People are doing traditional-style reviews all over the web, so we decided to try something different. In each “breakdown” we’ll take a look at what a film’s marketing lead us to believe, how the movie actually played, and then what we learned from it all. Read on!
Ruben Fleischer hasn’t proven much to me yet. Zombieland is fun and silly and an intriguing twist on a tired genre, but 30 Minutes Or Less was a listless bit of un-fun. Gangster Squad has all the fixings for an amazing film – great cast, supposedly great script – but a last minute re-write in the wake of the Aurora theatre shootings, and the aforementioned mistrust of Fleischer might bottom it out.
There’s been chatter that Gangster Squad represents the new face of neo-noir. That this big, pretty, vacuous bit of scene-chewing represents the new norm for gangster films. If so, we’re in trouble. Not that Gangster Squad doesn’t have, er, something to it. For a good chunk of the film’s running time the combination of incredibly cool looking men, occasionally good acting, and almost non-stop machine gun fire is fun in a vapid way. Ryan Gosling is on a tear right now, and even though his character seems too modern for the 1940s setting, he’s almost entirely a pleasure to watch. Something I can’t say about Josh Brolin, an actor who I love and had imagined would never disappoint me. Here his Sgt. O’Mara character is a stocky, thick-chinned, balls-out, do-gooder … and that’s it. Everything that comes out of his mouth is such a monstrous cliche, that even Brolin can’t add any heft to the role. A complaint that could be leveled at the entire film – there’s so much cliche and rote action beats that no combination of performers could drag it out in to the light. Sean Penn, oh Sean Penn, is debatable, at times he seems downright frightening as gangster Micky Cohen, but if you let your suspension of disbelief waver for a moment, Penn’s Cohen flickers and its place is poorly made-up caricature of evil. There’s nothing wrong with a film that wants to be nothing but shooting, attractive broads, and good looking fellas – there’s just a way to do it (Fleischer I recommend you call George Clooney and Steven Soderberg). Gangster Squad feels like eating a huge piece of candy – the longer you stay with it, the less enjoyable it becomes, the tacky, sickly sweet nature wearing away at your stomach.

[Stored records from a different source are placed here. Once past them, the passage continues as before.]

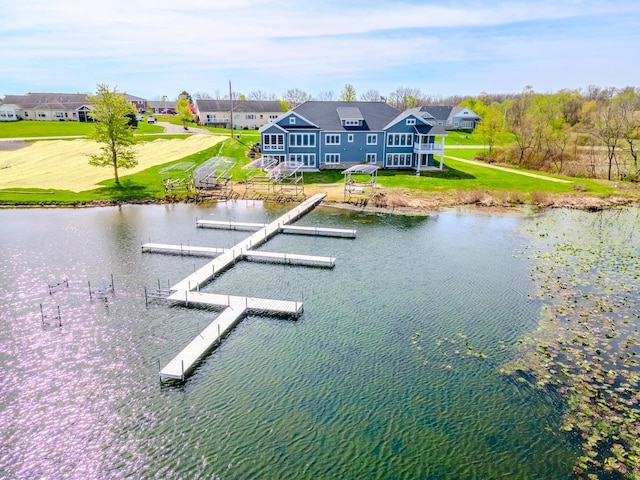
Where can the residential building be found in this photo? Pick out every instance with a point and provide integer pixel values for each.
(161, 107)
(72, 107)
(247, 114)
(321, 135)
(451, 118)
(49, 106)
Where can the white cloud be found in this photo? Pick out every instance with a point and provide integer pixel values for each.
(269, 42)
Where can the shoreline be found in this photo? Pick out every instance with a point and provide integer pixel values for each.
(407, 202)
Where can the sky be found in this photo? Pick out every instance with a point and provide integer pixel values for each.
(156, 48)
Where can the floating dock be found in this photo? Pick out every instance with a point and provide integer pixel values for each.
(301, 230)
(250, 255)
(235, 308)
(187, 291)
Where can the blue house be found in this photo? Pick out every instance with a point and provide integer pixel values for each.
(319, 135)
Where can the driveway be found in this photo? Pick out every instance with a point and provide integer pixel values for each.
(171, 128)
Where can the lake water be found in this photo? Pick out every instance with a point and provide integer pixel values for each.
(390, 373)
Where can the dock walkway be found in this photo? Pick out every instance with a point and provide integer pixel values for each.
(187, 291)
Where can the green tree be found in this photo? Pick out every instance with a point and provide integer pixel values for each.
(184, 111)
(110, 110)
(348, 94)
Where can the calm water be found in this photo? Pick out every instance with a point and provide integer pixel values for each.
(390, 373)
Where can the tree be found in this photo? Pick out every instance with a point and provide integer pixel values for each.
(110, 109)
(186, 94)
(348, 94)
(405, 97)
(202, 96)
(371, 96)
(294, 97)
(490, 127)
(327, 96)
(184, 111)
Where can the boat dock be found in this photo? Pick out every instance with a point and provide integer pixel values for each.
(235, 308)
(250, 255)
(187, 291)
(300, 230)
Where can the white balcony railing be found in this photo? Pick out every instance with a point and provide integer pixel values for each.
(428, 147)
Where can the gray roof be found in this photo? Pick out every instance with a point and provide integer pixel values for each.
(326, 115)
(162, 103)
(207, 105)
(442, 113)
(65, 101)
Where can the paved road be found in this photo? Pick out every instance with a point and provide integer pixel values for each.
(171, 128)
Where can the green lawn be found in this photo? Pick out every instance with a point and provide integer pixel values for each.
(147, 185)
(37, 129)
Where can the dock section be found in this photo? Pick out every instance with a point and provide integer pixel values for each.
(187, 291)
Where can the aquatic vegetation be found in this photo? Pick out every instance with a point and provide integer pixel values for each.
(586, 349)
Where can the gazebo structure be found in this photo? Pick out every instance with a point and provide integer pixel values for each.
(276, 177)
(214, 175)
(356, 182)
(177, 177)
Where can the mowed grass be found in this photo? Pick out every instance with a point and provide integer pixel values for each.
(38, 129)
(147, 185)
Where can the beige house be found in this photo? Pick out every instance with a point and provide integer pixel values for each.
(9, 112)
(242, 114)
(64, 107)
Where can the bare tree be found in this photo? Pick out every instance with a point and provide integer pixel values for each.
(260, 95)
(202, 96)
(327, 96)
(348, 93)
(405, 97)
(371, 96)
(609, 129)
(294, 97)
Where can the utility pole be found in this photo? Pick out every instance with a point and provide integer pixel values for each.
(231, 103)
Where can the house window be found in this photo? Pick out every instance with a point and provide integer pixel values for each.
(399, 160)
(332, 158)
(302, 140)
(400, 139)
(332, 139)
(307, 159)
(274, 141)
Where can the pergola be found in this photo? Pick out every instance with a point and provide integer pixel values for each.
(177, 177)
(353, 184)
(215, 173)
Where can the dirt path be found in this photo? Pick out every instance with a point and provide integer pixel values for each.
(509, 170)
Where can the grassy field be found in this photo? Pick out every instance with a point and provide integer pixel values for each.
(43, 181)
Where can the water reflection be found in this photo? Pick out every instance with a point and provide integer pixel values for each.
(342, 393)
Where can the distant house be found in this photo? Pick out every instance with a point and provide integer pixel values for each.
(71, 107)
(451, 118)
(9, 112)
(161, 107)
(251, 114)
(140, 104)
(322, 135)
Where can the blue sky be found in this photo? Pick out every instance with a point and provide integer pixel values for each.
(152, 48)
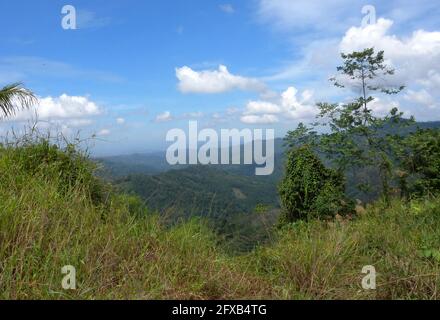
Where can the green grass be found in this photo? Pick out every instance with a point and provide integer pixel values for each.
(54, 212)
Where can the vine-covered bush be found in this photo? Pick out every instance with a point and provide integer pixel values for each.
(310, 190)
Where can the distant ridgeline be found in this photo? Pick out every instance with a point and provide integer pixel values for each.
(220, 190)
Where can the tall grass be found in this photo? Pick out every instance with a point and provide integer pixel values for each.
(54, 212)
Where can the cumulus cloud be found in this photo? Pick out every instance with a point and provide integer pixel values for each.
(259, 119)
(164, 117)
(214, 81)
(416, 59)
(104, 132)
(58, 108)
(288, 105)
(421, 97)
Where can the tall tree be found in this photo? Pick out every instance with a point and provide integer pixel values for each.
(356, 138)
(13, 97)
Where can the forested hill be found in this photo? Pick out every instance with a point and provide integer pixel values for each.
(201, 191)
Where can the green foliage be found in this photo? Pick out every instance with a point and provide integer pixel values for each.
(356, 139)
(70, 167)
(309, 189)
(131, 254)
(12, 93)
(422, 160)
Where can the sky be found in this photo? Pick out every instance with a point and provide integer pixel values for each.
(134, 69)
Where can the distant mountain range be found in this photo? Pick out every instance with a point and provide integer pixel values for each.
(216, 190)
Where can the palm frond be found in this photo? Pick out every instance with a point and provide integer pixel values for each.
(13, 97)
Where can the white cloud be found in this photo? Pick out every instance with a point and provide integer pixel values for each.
(104, 132)
(63, 107)
(164, 117)
(421, 97)
(416, 59)
(192, 115)
(259, 119)
(88, 19)
(262, 107)
(287, 105)
(227, 8)
(214, 81)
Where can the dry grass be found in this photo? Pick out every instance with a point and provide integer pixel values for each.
(54, 213)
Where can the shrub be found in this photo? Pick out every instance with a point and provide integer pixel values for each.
(309, 189)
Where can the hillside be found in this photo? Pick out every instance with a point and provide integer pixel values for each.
(54, 212)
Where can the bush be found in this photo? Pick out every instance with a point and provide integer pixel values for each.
(70, 167)
(311, 190)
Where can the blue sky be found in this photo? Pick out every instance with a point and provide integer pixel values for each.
(134, 69)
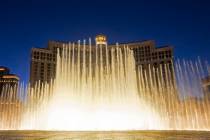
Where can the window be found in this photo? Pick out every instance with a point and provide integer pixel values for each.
(208, 88)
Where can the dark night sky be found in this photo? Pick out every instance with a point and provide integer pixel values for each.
(185, 24)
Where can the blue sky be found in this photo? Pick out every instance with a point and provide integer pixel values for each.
(26, 24)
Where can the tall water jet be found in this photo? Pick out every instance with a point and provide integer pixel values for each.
(100, 88)
(94, 88)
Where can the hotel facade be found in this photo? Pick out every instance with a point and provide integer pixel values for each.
(43, 60)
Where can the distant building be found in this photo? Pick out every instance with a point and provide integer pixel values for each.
(43, 60)
(8, 83)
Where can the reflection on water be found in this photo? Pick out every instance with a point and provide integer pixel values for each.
(107, 135)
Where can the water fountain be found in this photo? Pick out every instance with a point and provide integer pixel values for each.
(100, 89)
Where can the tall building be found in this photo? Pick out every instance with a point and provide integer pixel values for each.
(7, 82)
(43, 60)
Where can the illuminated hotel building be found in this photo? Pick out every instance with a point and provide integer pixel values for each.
(8, 80)
(43, 60)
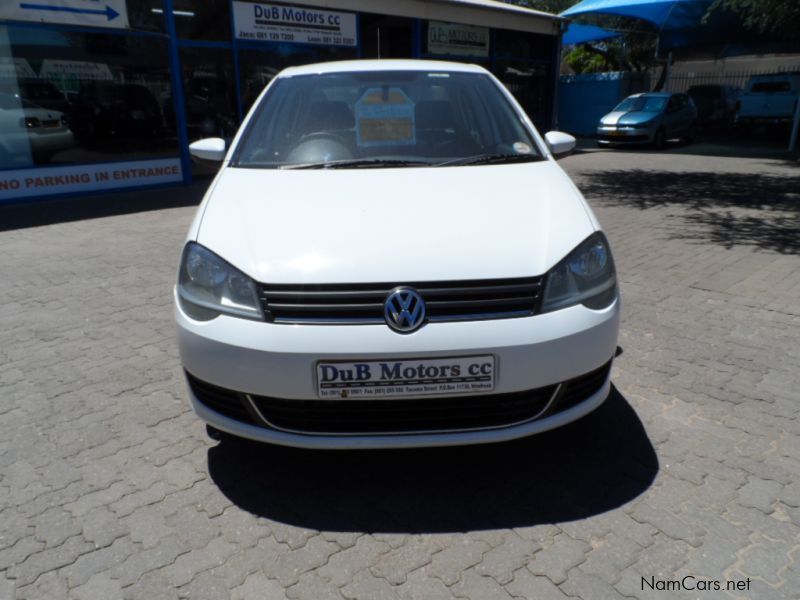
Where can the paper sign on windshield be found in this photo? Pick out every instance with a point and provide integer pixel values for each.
(385, 117)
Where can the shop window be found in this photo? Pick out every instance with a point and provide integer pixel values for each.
(519, 44)
(530, 83)
(386, 37)
(146, 15)
(454, 41)
(68, 97)
(202, 19)
(209, 97)
(258, 67)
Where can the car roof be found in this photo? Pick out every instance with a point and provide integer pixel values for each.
(350, 66)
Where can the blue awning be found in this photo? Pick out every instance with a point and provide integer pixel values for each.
(664, 14)
(580, 34)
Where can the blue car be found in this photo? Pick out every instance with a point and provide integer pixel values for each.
(649, 119)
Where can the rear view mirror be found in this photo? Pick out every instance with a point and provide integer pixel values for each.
(560, 143)
(209, 151)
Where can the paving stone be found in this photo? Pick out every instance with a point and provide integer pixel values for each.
(365, 586)
(418, 586)
(312, 585)
(417, 552)
(527, 585)
(556, 560)
(461, 554)
(258, 586)
(342, 565)
(98, 587)
(479, 587)
(290, 565)
(505, 558)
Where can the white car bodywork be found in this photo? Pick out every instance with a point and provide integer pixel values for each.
(47, 134)
(401, 225)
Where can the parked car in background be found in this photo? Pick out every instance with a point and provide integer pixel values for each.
(649, 119)
(331, 292)
(30, 130)
(769, 100)
(103, 111)
(41, 92)
(716, 104)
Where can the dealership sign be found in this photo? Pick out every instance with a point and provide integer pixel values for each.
(292, 24)
(457, 40)
(89, 13)
(26, 183)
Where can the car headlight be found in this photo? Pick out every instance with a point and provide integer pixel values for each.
(586, 276)
(208, 286)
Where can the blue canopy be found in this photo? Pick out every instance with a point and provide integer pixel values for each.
(580, 34)
(664, 14)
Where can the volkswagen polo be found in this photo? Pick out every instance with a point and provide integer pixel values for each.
(389, 256)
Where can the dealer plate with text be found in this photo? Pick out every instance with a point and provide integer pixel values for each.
(407, 377)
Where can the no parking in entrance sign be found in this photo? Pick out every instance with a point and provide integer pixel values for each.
(88, 13)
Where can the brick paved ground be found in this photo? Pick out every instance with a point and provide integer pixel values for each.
(110, 489)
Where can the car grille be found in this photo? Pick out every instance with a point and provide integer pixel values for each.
(400, 415)
(226, 402)
(363, 303)
(623, 138)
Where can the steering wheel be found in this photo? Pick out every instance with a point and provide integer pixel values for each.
(318, 147)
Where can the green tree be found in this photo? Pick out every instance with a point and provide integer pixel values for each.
(779, 17)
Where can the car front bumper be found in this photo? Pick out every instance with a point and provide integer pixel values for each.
(612, 135)
(256, 359)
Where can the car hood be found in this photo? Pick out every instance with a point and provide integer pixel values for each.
(394, 225)
(628, 118)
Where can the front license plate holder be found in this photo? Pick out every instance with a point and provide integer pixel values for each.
(397, 378)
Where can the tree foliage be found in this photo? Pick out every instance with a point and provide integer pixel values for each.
(778, 17)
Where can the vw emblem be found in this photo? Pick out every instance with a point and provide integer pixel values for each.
(404, 310)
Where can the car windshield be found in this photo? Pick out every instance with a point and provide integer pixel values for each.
(768, 87)
(12, 102)
(642, 104)
(384, 119)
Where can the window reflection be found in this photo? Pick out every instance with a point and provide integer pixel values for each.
(209, 93)
(82, 97)
(257, 68)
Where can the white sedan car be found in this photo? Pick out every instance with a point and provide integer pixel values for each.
(390, 256)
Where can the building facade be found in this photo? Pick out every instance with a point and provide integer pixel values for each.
(97, 95)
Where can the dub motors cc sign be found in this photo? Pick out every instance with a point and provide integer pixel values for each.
(292, 24)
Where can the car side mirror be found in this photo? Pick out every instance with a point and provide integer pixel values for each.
(208, 151)
(560, 143)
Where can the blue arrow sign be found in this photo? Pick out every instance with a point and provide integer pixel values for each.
(109, 12)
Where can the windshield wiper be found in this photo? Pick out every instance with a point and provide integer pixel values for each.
(358, 163)
(489, 159)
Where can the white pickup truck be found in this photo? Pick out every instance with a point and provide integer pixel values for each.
(769, 99)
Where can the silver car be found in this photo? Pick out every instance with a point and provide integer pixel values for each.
(649, 119)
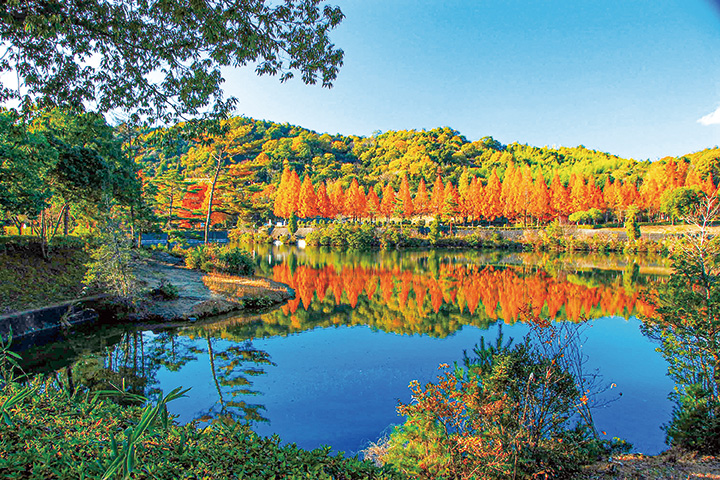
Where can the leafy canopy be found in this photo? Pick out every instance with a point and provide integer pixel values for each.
(159, 59)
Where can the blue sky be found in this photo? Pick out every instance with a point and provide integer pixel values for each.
(628, 77)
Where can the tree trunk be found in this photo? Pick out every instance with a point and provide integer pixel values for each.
(43, 235)
(66, 219)
(212, 194)
(168, 224)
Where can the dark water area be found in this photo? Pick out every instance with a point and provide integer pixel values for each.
(329, 367)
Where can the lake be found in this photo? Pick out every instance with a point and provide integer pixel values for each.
(329, 367)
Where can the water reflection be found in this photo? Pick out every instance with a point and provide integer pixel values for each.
(230, 362)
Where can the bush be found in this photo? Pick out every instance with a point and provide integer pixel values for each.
(509, 412)
(52, 431)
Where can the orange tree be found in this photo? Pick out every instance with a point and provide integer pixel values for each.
(511, 411)
(687, 325)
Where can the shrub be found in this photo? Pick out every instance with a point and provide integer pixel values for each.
(226, 259)
(49, 430)
(509, 412)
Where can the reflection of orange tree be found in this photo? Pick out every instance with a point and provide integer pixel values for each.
(485, 292)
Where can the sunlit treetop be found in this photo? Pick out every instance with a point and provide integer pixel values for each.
(158, 59)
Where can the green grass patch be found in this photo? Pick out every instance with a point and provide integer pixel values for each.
(27, 280)
(50, 433)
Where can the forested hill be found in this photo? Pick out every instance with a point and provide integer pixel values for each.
(259, 151)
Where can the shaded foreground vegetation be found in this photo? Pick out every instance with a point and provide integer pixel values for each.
(50, 429)
(27, 280)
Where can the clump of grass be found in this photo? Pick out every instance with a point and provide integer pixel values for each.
(27, 280)
(51, 431)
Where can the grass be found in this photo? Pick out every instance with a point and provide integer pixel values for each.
(29, 281)
(55, 433)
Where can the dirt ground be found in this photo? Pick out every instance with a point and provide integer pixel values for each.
(201, 294)
(666, 466)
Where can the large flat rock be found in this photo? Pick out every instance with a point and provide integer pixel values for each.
(202, 294)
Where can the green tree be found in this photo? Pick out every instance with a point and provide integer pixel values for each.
(292, 223)
(687, 325)
(631, 226)
(679, 202)
(160, 59)
(24, 161)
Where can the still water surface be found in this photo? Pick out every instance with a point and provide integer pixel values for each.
(329, 367)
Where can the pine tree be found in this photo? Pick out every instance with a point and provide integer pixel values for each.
(438, 196)
(422, 200)
(540, 200)
(325, 207)
(307, 203)
(509, 193)
(372, 204)
(387, 205)
(493, 193)
(559, 198)
(355, 201)
(404, 201)
(280, 207)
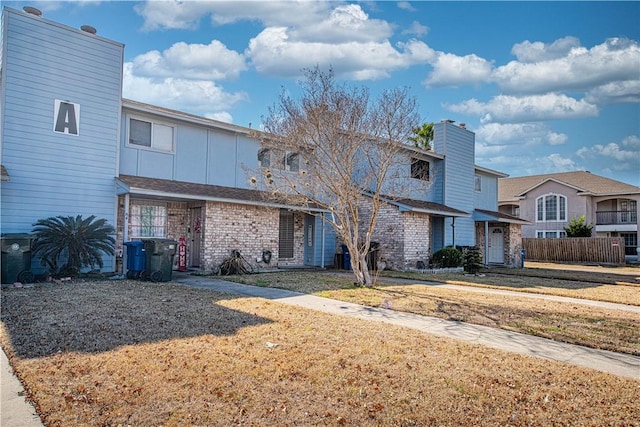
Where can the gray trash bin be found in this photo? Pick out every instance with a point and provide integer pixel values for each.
(159, 259)
(16, 258)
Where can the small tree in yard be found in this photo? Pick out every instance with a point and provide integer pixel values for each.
(349, 144)
(80, 241)
(578, 227)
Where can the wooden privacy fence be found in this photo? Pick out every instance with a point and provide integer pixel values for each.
(609, 250)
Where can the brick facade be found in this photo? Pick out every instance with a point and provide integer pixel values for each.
(248, 229)
(404, 237)
(227, 227)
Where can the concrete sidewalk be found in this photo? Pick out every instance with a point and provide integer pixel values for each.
(15, 411)
(606, 361)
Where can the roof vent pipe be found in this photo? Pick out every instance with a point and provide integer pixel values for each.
(88, 29)
(32, 10)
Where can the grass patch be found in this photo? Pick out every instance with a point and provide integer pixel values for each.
(614, 330)
(131, 353)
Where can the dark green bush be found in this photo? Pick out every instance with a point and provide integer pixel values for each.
(447, 258)
(472, 260)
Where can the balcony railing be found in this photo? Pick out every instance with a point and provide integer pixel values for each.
(616, 217)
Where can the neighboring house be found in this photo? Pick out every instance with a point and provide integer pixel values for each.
(71, 145)
(550, 201)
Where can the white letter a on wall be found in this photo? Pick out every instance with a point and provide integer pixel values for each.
(66, 117)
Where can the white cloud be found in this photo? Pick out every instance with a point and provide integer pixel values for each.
(555, 163)
(616, 59)
(171, 14)
(518, 134)
(416, 29)
(453, 70)
(191, 61)
(624, 155)
(405, 5)
(273, 52)
(511, 109)
(538, 51)
(615, 93)
(344, 23)
(194, 96)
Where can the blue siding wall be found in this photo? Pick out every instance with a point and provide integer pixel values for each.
(202, 154)
(487, 198)
(55, 173)
(458, 145)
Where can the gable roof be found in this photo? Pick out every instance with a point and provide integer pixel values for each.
(167, 189)
(511, 189)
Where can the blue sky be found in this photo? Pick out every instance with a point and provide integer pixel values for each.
(545, 86)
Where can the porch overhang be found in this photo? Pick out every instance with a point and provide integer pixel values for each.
(481, 215)
(5, 174)
(421, 206)
(187, 191)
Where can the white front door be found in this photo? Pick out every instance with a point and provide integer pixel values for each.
(496, 246)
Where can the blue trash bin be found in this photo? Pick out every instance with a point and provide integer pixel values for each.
(346, 258)
(135, 259)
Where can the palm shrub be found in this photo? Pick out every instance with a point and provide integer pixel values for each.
(82, 242)
(447, 258)
(578, 227)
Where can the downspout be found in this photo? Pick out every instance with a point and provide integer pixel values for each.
(453, 231)
(125, 233)
(486, 242)
(322, 244)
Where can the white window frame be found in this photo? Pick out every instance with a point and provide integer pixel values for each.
(264, 157)
(156, 127)
(291, 161)
(158, 225)
(559, 211)
(477, 183)
(420, 176)
(550, 234)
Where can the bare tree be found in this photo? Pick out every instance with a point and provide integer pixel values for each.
(347, 145)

I can’t say if the Aurora shooting and it’s film-affecting aftermath made that much of a difference between that finished film and this finished film. It’s so slight, and eventually becomes so boring, that I can’t imagine that whatever existed before did that much more to salvage whatever Fleischer and company were attempting here.
Emma Stone is only in this film for seven minutes. If you have Emma Stone, you need to be using her. This film doesn’t and though I won’t blame the lack of Stone for my opinion of the movie, but it certainly seems indicative of how much this film squanders.